Yes, the problem is that in the pre-euro time unit labour costs where balanced by respective exchange rate movements. This way is now closed, at least until now…
Yep. The Greeks definitely have a problem when it comes to enforcing tax laws and their complex system which invariably opens a number of loopholes is not helping. A transition to a simpler system which even presumably a weakening legal infrastructural system could enforce should be one of the highest priorites of Syriza. This has no correlation or dependance on how lazy the Greeks and thankfully people are looking beyond and questioning this ridiculous assertion by the European elite as the crux of the problem.
Someone today mentioned that the ‘sky will fall’ when someone rips the plaster papering over Britain’s cracks and he said that the ‘reforms’ implemented by Margaret Thatcher while beneficial for London were devastating for the rest of the country especially the northern reigons.

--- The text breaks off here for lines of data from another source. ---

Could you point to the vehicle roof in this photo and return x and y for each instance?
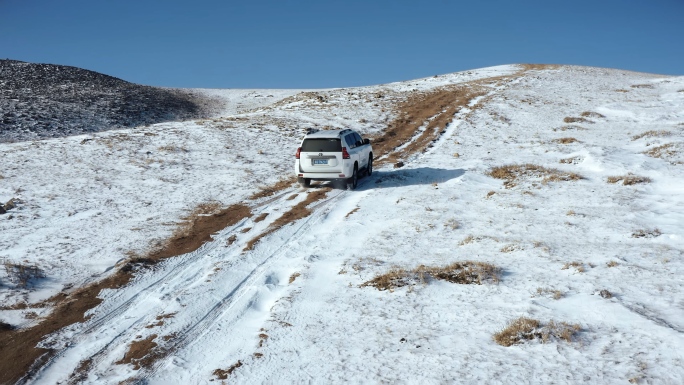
(328, 133)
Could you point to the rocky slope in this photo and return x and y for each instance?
(46, 100)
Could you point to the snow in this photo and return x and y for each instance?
(90, 200)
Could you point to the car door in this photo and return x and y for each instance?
(364, 150)
(352, 148)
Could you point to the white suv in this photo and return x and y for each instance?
(337, 155)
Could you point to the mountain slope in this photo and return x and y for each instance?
(46, 100)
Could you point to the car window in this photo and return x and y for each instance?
(350, 140)
(322, 145)
(357, 137)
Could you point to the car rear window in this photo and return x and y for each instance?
(322, 145)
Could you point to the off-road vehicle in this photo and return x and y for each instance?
(334, 155)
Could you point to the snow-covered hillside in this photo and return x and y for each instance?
(569, 181)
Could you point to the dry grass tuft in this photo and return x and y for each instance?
(628, 180)
(294, 276)
(553, 293)
(565, 140)
(514, 172)
(142, 353)
(652, 134)
(467, 240)
(351, 212)
(668, 150)
(21, 274)
(570, 119)
(526, 329)
(260, 218)
(646, 233)
(517, 331)
(579, 266)
(467, 272)
(591, 114)
(572, 160)
(223, 374)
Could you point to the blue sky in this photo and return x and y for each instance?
(318, 44)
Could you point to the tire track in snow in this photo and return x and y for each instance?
(220, 309)
(121, 300)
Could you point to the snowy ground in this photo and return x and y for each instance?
(292, 310)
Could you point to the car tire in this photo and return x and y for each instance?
(369, 168)
(304, 182)
(353, 180)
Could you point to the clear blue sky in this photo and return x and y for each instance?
(317, 44)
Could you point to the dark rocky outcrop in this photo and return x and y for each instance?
(46, 100)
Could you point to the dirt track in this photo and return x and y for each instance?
(434, 110)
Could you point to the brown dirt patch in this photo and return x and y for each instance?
(565, 140)
(539, 67)
(198, 228)
(20, 344)
(142, 353)
(260, 218)
(70, 308)
(270, 190)
(571, 119)
(628, 179)
(223, 374)
(435, 109)
(351, 212)
(297, 212)
(666, 151)
(652, 133)
(591, 114)
(514, 173)
(467, 272)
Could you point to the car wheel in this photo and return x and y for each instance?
(369, 169)
(304, 182)
(351, 183)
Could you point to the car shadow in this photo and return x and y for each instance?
(408, 177)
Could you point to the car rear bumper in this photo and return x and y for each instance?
(322, 175)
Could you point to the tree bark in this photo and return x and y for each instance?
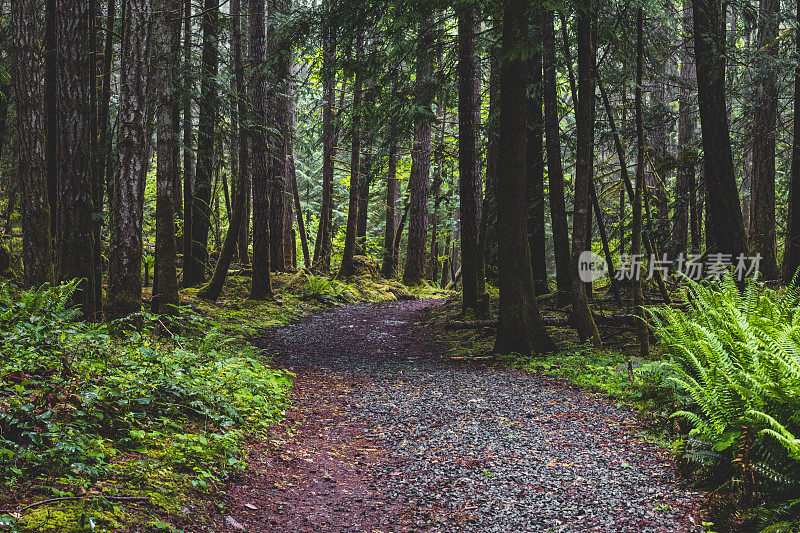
(558, 211)
(520, 327)
(419, 179)
(166, 39)
(32, 176)
(643, 334)
(685, 183)
(188, 146)
(724, 209)
(762, 208)
(125, 252)
(346, 269)
(534, 164)
(75, 239)
(469, 171)
(260, 287)
(389, 265)
(791, 251)
(206, 131)
(584, 123)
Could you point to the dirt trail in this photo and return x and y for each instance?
(391, 435)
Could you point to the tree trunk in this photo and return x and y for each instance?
(75, 252)
(724, 210)
(166, 39)
(520, 328)
(51, 132)
(534, 164)
(322, 246)
(389, 265)
(558, 211)
(636, 235)
(188, 145)
(469, 169)
(791, 251)
(685, 183)
(125, 257)
(260, 287)
(584, 123)
(32, 177)
(762, 208)
(346, 269)
(419, 178)
(206, 131)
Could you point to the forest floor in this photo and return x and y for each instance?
(388, 432)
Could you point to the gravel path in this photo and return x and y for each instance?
(394, 436)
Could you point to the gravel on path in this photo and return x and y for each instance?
(392, 435)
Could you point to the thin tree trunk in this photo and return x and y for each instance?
(389, 261)
(724, 209)
(419, 178)
(791, 252)
(166, 39)
(558, 211)
(520, 328)
(125, 257)
(762, 218)
(206, 132)
(188, 146)
(584, 122)
(534, 164)
(636, 236)
(27, 77)
(346, 269)
(469, 171)
(260, 287)
(75, 252)
(684, 186)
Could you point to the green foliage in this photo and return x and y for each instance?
(733, 376)
(139, 411)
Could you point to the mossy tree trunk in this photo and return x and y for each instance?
(125, 254)
(27, 76)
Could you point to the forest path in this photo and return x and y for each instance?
(392, 435)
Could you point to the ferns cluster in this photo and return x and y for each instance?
(734, 369)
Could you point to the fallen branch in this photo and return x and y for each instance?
(74, 498)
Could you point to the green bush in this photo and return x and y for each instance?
(733, 376)
(73, 397)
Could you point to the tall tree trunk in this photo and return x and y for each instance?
(791, 251)
(555, 176)
(584, 124)
(346, 269)
(762, 218)
(685, 183)
(322, 246)
(166, 39)
(206, 131)
(469, 170)
(534, 164)
(75, 252)
(520, 328)
(636, 232)
(389, 261)
(260, 287)
(188, 146)
(419, 178)
(27, 77)
(724, 210)
(125, 257)
(51, 111)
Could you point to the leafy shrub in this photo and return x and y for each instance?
(73, 397)
(734, 377)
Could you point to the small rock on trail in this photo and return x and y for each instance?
(391, 435)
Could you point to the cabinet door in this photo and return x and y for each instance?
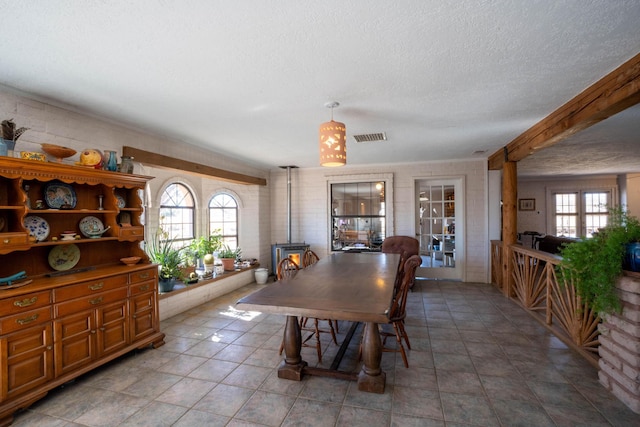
(113, 331)
(75, 345)
(29, 360)
(144, 319)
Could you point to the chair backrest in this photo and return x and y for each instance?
(401, 244)
(309, 257)
(406, 246)
(398, 305)
(287, 268)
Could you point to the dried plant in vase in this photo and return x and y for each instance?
(10, 134)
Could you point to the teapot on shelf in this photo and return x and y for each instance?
(91, 158)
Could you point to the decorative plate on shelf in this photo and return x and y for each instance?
(57, 194)
(90, 227)
(64, 257)
(37, 227)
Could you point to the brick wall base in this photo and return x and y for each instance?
(620, 345)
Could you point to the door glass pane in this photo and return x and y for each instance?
(358, 216)
(437, 225)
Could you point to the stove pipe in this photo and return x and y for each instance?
(288, 168)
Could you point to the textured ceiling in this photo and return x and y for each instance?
(444, 79)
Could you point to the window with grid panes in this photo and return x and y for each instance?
(358, 215)
(177, 212)
(223, 218)
(580, 213)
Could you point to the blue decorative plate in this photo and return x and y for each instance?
(37, 227)
(58, 194)
(64, 257)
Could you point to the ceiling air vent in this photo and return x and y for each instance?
(370, 137)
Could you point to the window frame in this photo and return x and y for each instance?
(162, 218)
(386, 179)
(581, 213)
(232, 240)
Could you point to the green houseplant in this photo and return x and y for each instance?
(162, 251)
(203, 247)
(229, 256)
(595, 264)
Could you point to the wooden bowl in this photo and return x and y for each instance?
(31, 155)
(132, 260)
(58, 151)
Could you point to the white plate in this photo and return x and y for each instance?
(90, 226)
(64, 257)
(37, 227)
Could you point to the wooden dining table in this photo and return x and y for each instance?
(356, 287)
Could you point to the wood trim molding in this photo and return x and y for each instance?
(166, 162)
(615, 92)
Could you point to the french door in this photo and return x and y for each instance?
(439, 227)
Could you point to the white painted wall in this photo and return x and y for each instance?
(539, 220)
(311, 216)
(263, 218)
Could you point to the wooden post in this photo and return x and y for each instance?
(509, 222)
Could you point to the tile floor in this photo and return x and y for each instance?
(477, 360)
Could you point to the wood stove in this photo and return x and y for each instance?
(295, 251)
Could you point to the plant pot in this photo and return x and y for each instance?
(166, 285)
(261, 274)
(632, 257)
(228, 264)
(186, 271)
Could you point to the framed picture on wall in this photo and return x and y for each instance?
(527, 204)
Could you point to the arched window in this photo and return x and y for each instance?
(223, 216)
(177, 212)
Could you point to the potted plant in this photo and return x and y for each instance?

Turns out some of what he was saying was true and no country has suffered as much de-industrialization as England. Perhaps Scotland should’ve gotten out when they still had a chance. Pretty interesting.
So everyone seems to be talking and behaving like grownups? Greeks signaling willingness to reform, other side admitting a deal needs debt terms tweaked.
Seems like easy money next week, GREK up, VIX down…and then rates up next meeting.
you realize betting on GREK this week is basically a 10% upside, 50% downside play. do you truly believe the odds of Greece not coming out with a deal is 4:1?